Um crime brutal chocou moradores da Baixada Fluminense neste fim de semana. Samuel de Araújo Salido, de 32 anos, foi sequestrado e executado por traficantes no município de Belford Roxo, na Região Metropolitana do Rio de Janeiro, após criminosos o confundirem com integrante de milícia que atua na região.
De acordo com informações iniciais, Samuel estava em um bar acompanhado de amigos quando homens armados chegaram ao local e iniciaram uma abordagem violenta. Os criminosos teriam recebido informações equivocadas de que algumas pessoas presentes no estabelecimento teriam ligação com grupos paramilitares rivais que disputam território na cidade.
Durante a ação, Samuel e outros amigos foram rendidos e levados à força pelos traficantes.

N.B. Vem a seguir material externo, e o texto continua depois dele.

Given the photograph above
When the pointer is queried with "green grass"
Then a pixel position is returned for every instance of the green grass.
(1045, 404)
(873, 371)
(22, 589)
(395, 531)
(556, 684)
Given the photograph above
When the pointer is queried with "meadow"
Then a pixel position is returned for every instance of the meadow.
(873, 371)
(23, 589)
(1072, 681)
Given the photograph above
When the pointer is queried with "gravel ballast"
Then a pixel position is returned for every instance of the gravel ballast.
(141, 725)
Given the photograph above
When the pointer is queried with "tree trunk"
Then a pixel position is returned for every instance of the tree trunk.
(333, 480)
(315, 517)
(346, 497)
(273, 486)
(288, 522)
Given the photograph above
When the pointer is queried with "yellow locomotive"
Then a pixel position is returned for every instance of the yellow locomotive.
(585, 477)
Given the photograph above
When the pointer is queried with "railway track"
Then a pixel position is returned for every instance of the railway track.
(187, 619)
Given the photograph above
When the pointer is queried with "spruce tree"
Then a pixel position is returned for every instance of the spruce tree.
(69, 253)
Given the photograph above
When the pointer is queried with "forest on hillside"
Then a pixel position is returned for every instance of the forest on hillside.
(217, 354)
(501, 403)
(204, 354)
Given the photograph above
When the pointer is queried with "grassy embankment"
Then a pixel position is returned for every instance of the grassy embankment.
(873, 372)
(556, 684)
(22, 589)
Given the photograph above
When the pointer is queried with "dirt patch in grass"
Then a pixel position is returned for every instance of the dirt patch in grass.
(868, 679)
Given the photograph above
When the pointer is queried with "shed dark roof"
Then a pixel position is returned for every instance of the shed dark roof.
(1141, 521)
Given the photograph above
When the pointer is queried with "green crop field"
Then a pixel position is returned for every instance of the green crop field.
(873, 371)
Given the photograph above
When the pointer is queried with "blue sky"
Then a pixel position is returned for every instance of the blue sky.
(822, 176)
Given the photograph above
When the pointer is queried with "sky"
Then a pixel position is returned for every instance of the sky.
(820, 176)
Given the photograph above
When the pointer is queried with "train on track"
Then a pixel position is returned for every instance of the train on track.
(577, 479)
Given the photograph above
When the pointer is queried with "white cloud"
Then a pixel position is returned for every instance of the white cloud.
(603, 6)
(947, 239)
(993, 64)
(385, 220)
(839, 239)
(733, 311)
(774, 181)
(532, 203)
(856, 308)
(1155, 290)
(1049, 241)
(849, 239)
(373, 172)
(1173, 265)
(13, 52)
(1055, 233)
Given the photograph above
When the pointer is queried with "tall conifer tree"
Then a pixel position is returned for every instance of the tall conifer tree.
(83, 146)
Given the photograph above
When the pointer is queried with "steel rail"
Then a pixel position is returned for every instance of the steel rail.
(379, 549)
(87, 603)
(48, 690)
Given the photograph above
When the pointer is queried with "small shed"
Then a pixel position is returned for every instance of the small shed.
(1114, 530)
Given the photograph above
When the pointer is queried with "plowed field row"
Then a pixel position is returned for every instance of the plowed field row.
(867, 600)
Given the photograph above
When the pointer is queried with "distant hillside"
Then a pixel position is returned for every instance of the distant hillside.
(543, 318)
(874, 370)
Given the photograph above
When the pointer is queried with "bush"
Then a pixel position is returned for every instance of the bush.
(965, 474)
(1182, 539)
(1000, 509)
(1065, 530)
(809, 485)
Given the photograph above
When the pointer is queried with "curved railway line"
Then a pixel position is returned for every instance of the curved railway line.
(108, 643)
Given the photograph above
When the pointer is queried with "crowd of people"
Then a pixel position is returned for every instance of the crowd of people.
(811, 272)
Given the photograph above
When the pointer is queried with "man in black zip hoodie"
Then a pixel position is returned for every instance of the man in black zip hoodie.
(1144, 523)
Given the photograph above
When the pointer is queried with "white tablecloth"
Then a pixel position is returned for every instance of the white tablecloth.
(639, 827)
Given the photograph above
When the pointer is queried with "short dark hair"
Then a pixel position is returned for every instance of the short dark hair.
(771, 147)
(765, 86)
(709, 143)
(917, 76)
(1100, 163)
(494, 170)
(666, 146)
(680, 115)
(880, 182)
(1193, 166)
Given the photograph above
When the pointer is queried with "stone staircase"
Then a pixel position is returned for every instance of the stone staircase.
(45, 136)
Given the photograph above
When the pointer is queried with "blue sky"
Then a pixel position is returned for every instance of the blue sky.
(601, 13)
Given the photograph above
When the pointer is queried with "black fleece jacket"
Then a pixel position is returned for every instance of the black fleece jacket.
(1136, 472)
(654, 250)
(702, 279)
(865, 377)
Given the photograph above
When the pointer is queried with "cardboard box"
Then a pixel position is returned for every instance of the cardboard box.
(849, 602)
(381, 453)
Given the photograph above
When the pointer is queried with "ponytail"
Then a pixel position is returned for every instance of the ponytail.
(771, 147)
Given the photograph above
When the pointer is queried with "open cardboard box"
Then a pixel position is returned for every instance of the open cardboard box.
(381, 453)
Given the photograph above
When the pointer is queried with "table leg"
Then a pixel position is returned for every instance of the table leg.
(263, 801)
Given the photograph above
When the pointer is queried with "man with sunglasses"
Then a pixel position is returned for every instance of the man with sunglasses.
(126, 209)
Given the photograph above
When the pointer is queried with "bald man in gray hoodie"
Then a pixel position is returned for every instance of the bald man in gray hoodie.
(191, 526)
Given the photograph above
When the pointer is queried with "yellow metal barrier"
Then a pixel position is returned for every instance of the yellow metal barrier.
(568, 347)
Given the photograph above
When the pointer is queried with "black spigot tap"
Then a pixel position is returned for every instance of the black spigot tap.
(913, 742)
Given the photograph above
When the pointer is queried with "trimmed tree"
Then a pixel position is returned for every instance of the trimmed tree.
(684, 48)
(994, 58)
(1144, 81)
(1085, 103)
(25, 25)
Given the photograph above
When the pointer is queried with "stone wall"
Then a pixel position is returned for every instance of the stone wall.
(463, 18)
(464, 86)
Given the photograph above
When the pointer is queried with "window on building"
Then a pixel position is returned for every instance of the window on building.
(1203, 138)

Testemunhas relataram momentos de grande tensão e pânico no estabelecimento, enquanto clientes e moradores tentavam entender o que estava acontecendo.
Segundo relatos apurados posteriormente, Samuel foi levado pelos criminosos para uma área dominada pelo tráfico, onde teria sido interrogado e submetido a agressões. Os amigos que estavam com ele também foram espancados durante o sequestro, mas acabaram sendo liberados horas depois.
Já Samuel não teve a mesma sorte. O corpo do marceneiro foi encontrado posteriormente às margens de um rio na localidade de Castelar, também em Belford Roxo. A vítima apresentava sinais evidentes de violência, reforçando a suspeita de execução promovida pelo grupo criminoso.
Familiares e amigos ficaram profundamente abalados com o caso. Pessoas próximas afirmaram que Samuel era trabalhador, conhecido na região e não possuía qualquer envolvimento com atividades criminosas. A principal linha de investigação aponta que ele foi morto após ter sido confundido pelos traficantes com integrante da milícia.
O caso evidencia mais uma vez o cenário de guerra urbana vivido em diversas áreas do estado do Rio de Janeiro, especialmente na Baixada Fluminense, onde facções criminosas e grupos milicianos travam disputas violentas pelo controle territorial.
A Delegacia de Homicídios da Baixada Fluminense investiga o caso e trabalha para identificar os responsáveis pelo sequestro, tortura e assassinato de Samuel. Até o momento, ninguém foi preso.
A execução gerou forte repercussão nas redes sociais e revolta entre moradores da região, que cobram respostas e mais segurança diante da escalada da violência.